A sustentabilidade deixou de ser um tema acessório para se tornar parte central do agronegócio, e valorizar boas práticas no campo está alinhado à atuação de Wander Aguilera Almeida, empresário do agronegócio dedicado à intermediação de grãos. Produzir com responsabilidade ambiental e atender às exigências crescentes do mercado caminham juntos no cenário atual, e quem compreende essa ligação enxerga a sustentabilidade não como custo, mas como investimento na continuidade da própria atividade ao longo das próximas safras.
A sustentabilidade como exigência de mercado
Compradores nacionais e, sobretudo, internacionais têm demandado garantias sobre as práticas adotadas na produção. Origem, manejo e respeito à legislação ambiental passaram a integrar os critérios de negociação. Produtores que adotam boas práticas ganham acesso a mercados mais exigentes e a melhores condições comerciais, enquanto quem ignora essa tendência encontra portas cada vez mais fechadas nos canais que melhor remuneram a produção.
Como observa Wander Aguilera Almeida, essa demanda não é passageira, mas uma tendência consolidada que veio para ficar. O mercado valoriza cada vez mais a produção responsável, e a capacidade de comprovar essas práticas tornou-se um diferencial concreto. Adequar-se a tais critérios é, antes de tudo, uma decisão de competitividade, pois o comprador atual quer saber não apenas o que está comprando, mas como aquilo foi produzido e em que condições ambientais.
Boas práticas no manejo do solo
O cuidado com o solo está na base de uma produção sustentável e produtiva ao mesmo tempo. Técnicas como rotação de culturas, plantio direto e manejo adequado de nutrientes preservam a fertilidade da terra e garantem a continuidade da atividade ao longo do tempo. Solo bem cuidado é patrimônio do produtor, e protegê-lo significa assegurar que a propriedade siga produtiva para as gerações seguintes, não apenas para a safra atual.

Essas práticas unem benefício ambiental e ganho econômico. Um solo preservado mantém sua produtividade por mais tempo, reduz a necessidade de correções e protege o investimento do produtor. Wander Aguilera Almeida explica que a sustentabilidade, nesse sentido, não se opõe ao resultado financeiro, mas o reforça no longo prazo. Cuidar da terra hoje é o que garante colheitas consistentes amanhã, e essa lógica de continuidade está no centro de qualquer produção que pretenda durar.
O uso racional dos recursos
Água, insumos e energia são recursos cujo uso responsável faz diferença tanto para o meio ambiente quanto para o custo de produção.
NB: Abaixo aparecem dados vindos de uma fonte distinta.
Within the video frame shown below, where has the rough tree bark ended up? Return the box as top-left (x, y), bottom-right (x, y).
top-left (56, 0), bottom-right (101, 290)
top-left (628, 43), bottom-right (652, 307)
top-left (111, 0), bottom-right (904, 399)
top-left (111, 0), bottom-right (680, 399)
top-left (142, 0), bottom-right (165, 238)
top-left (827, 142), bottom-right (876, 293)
O manejo eficiente desses elementos reduz desperdícios, diminui despesas e contribui para a preservação ambiental. A eficiência no uso dos recursos é um pilar das boas práticas, e quem a domina colhe resultados que aparecem tanto na conta da propriedade quanto no impacto ambiental reduzido.
Como pontua Wander Aguilera Almeida, a tecnologia tem sido grande aliada nesse esforço. Ferramentas de monitoramento e agricultura de precisão permitem aplicar insumos na medida certa, no momento adequado, evitando excessos. Tamanha precisão une responsabilidade ambiental e economia, mostrando que sustentabilidade e eficiência caminham na mesma direção. O que antes parecia um dilema entre produzir e preservar revelou-se, na prática, uma combinação que beneficia o produtor nas duas pontas.
A reputação como ativo
Adotar boas práticas no campo constrói, ao longo do tempo, uma reputação que tem valor concreto no mercado. Produtores reconhecidos pela seriedade ambiental conquistam a confiança de compradores e ampliam suas oportunidades de negócio. A sustentabilidade se transforma, assim, em um ativo reputacional, capaz de abrir portas que o preço, sozinho, nem sempre consegue abrir nas negociações mais exigentes.
Esse reconhecimento se constrói com consistência, e não com ações isoladas. É a repetição de boas práticas, safra após safra, que consolida a imagem de uma produção responsável. Wander Aguilera Almeida conclui que quem cuida do campo com seriedade hoje colhe não apenas resultados ambientais, mas também a confiança de um mercado cada vez mais atento a esses valores. A reputação ambiental, uma vez construída, passa a trabalhar a favor do produtor em cada nova negociação.